Hornbuckle, the self-invested personal pensions provider, is not very popular with financial advisers.
Its administration is considered at best to be ‘average’ and its management of clients’ affairs could be improved.
However, Phil Smith, chief executive of the company, and its newly renamed holding business, Embark Group, claims it is all going in the right direction.
Mr Smith said: “In the old world, you would have one person who would be the administrator, and all the contact would be with him. But for someone to understand pension law, taxation, trust law and have knowledge of investments and pension schemes, is a hell of an ask.
“I don’t think there are many pension administrators who could say they have that ability.”
Since Mr Smith took over, four pension administration centres were reduced to two, and instead of a single person being allocated to a case the whole way through its cycle, there will be a range of specialists looking at different parts of it along the way.
“More people are touching your scheme than would have been in the old world. That means change.”
The change was not all plain sailing, however. “We did have teething troubles in late 2013/2014, but you need a strong group of people that gives a proper platform of growth, which is what the regulator expects me to do.”
Mr Smith has been in charge since 2013 after he and another investor bought a controlling stake in Hornbuckle Mitchell Group in April.

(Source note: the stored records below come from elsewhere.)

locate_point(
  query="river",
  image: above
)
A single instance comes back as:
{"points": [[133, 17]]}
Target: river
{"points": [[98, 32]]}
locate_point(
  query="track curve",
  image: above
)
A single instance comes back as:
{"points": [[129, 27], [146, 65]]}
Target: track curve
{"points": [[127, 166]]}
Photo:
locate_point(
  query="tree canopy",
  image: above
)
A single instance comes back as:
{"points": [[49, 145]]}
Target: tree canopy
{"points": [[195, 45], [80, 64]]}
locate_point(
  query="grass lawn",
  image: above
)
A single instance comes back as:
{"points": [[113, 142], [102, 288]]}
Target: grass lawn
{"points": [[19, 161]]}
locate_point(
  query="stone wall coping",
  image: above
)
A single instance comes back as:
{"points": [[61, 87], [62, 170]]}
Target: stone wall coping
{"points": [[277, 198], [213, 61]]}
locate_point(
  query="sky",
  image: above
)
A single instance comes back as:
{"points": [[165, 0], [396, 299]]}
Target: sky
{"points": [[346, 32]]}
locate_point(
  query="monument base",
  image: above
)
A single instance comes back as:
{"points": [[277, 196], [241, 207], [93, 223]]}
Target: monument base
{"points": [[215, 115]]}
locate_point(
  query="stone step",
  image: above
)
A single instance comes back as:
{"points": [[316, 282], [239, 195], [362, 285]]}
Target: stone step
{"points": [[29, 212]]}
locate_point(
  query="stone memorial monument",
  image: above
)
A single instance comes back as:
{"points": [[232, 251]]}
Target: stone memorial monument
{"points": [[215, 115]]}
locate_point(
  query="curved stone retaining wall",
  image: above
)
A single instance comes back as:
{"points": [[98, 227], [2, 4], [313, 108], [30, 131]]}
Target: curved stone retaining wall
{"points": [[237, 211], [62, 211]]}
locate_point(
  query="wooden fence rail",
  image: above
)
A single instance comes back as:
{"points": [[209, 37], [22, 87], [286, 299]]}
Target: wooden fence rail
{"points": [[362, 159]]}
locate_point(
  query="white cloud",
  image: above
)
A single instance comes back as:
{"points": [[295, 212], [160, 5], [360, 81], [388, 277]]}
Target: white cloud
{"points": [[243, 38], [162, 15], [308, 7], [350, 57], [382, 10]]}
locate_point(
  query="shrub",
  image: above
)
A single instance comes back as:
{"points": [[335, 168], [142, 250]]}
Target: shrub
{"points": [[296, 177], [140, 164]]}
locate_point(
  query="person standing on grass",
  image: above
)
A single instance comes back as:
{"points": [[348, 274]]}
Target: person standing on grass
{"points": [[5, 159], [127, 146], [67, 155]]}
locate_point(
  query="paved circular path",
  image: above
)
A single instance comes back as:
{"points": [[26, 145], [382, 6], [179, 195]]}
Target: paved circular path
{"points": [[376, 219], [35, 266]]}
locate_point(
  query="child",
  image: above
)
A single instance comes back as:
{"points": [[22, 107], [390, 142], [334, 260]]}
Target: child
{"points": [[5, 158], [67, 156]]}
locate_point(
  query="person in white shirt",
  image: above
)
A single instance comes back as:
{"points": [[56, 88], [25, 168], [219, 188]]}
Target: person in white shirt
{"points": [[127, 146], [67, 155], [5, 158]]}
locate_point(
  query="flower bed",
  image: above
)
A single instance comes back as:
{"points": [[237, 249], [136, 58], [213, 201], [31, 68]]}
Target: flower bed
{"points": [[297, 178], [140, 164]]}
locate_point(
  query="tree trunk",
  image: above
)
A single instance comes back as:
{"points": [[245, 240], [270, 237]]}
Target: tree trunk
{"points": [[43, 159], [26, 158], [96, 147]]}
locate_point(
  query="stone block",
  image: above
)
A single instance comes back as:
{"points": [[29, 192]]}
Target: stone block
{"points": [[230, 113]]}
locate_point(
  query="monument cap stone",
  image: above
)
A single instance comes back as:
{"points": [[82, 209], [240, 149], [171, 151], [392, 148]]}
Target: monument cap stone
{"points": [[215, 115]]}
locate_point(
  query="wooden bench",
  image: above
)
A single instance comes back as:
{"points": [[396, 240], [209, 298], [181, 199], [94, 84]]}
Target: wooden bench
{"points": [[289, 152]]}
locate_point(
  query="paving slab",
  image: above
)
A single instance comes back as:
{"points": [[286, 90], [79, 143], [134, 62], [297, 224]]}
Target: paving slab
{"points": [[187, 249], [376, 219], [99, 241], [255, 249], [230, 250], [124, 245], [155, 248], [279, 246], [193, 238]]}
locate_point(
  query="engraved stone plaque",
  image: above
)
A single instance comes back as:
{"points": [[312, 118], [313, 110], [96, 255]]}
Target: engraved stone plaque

The plan is to build a financial services business, inspired by the changing demographics of retirement and long-term savings. Mr Smith, a former company man – previously managing director of Barclays Wealth – left the corporate world wanting to do something entrepreneurial.
He bought into Hornbuckle Mitchell Group with Richard Wohanka, a former fund management executive who is now chairman, with their own money (Mr Smith has a 10 per cent stake and Mr Wohanka has just over 50 per cent).
The name of the group changed from Hornbuckle Mitchell to Embark Group earlier this year, and Mr Smith plans to expand into other financial services businesses.
Hornbuckle, which is now a subsidiary of Embark Group, was the first stop.
Mr Smith said: “Hornbuckle was the acquisition to give us a starting position, which is in the IFA distribution channel. In 2012, there were an awful lot of Sipp and Ssas [small self-administered scheme] companies up for sale.
“Hornbuckle Mitchell had scale – just over £4bn under administration – the right demographic, of high net-worth, rather than mass retail and specialist technical skills, to deal with complex assets.”
His vision, he claims, is long term, and the demographics of savings and investments are changing. Mr Smith explained: “People need to save for retirement, given extended longevity, and they are increasingly more self aware to transact individually, and with the ongoing digitisation of the world, that will play a large part with how pension providers and wrapper providers change.